Anna Freixas (author of me, old, Captain Swing) defines his book as “survival notes” or “resistance proposals”, and vindicates the old word. “I do it to destigmatize her. We want to raffle a word that is part of life”. Freixas assures that pronouncing it is the only way to erase the negative stigma of him.
But what would be the original explanation of ageism, beyond capitalism (you don’t work, you don’t produce, you don’t serve, and therefore I invalidate you)? In the studio of Gerard Quinn and Israel Doron Against age discrimination and towards active social citizenship for the elderly It is explained that, contrary to what happens with sexism or racism, in which the difference with respect to the discriminated person operates, in the case of ageism we find the opposite: a very common point. We will all be old and die. Few things are as globalizing as this. Quinn and Doron discuss TMT (Terror Management Theory; conceptualized by social psychologists Sheldon Solomon, Jeff Greenberg, and Tom Pyszczynski), which explains our tendency to cling to ideologies, values, and culture, and reject those who they challenge in situations that remind us of our mortality.
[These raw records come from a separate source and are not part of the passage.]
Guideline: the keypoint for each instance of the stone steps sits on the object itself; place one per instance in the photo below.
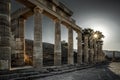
(30, 74)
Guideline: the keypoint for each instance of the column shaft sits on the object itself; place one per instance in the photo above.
(91, 51)
(86, 49)
(20, 42)
(37, 49)
(57, 47)
(95, 51)
(79, 55)
(5, 47)
(70, 46)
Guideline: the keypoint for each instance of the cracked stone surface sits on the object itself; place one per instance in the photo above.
(105, 72)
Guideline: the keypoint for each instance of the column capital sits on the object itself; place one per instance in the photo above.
(38, 10)
(57, 20)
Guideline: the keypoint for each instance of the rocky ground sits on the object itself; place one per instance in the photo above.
(104, 72)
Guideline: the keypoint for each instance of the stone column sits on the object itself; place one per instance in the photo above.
(21, 40)
(57, 47)
(86, 48)
(37, 49)
(101, 51)
(70, 46)
(91, 51)
(95, 51)
(5, 47)
(79, 55)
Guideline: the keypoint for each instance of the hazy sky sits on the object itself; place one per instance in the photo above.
(102, 15)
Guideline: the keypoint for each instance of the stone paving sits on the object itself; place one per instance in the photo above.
(105, 72)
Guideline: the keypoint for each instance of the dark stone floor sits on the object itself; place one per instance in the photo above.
(104, 72)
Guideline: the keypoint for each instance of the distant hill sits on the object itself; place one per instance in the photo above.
(110, 53)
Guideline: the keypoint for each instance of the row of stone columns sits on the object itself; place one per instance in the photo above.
(90, 53)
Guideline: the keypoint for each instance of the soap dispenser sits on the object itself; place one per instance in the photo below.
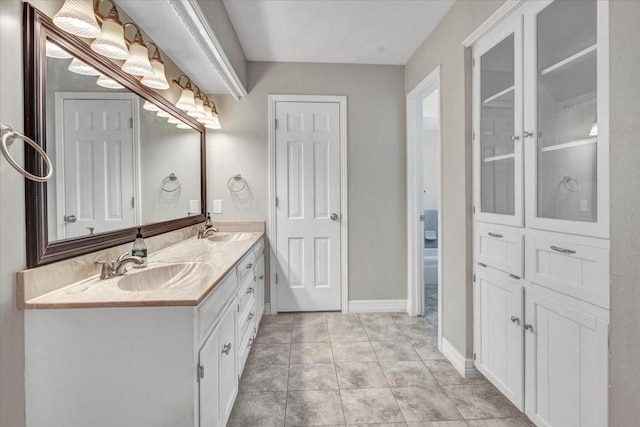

And what greater reminder can there be than that of a person who seems to be closest to her? One of the ways to manage this terror is the explicit rejection of the old. It occurs to me that the other, hidden by a dense veil, could be this bath of sweetness that spills over into stupidity. Said the writer and editor Weldon Penderton in the hangover podcast that the “clowning” of some negatively perceived groups responds to a money laundering system. “Simply put: to stop perceiving yourself as a monster, they turn you into a clown,” Weldon explains. A dehumanization disguised as humanization to face terror. “The youngster is afraid of this machine that is going to catch him, sometimes he tries to defend himself with cobblestones (…)”, says Simone de Beauvoir in old age (1970, Gallimard). The sweetening of old age is a cobblestone thrown as if it were a flower given away on March 8.
This is not a reproach, it is a call to review ourselves here too. To be aware that all this cheap sweetness is a cleared path for the non-old person to easily walk on. The ideal shortcut to not deal with the otherness of the other. Idealizing an individual by adapting him to the clonal stereotype that he has been given is like that requirement of a unique woman that Lucía Lijtmaer spoke of. It is not a reproach, I repeat: it is a call to a kind of Old Pride. In fact, it exists. As a result of the age discrimination that occurred around the covid, the social movement of anti-ageism, gerontoactivism or antiageism arose. Just as “putting on purple glasses” became popular, let’s visualize a kind of “old glasses”, with which to look at each old woman separately.
I have ever posted on Instagram a poem that I found scribbled on the back of my grandmother’s notebook, with the classic consequences: “Oh, the grannies…”. The poem goes like this: “The geranium: I like it for its color and its beauty / Food: I hate it because of the can it gives me, but I couldn’t live without it / A wall: throw it, jump over it or shit on it”. My grandmother sometimes treated you like a geranium. Others, like a wall.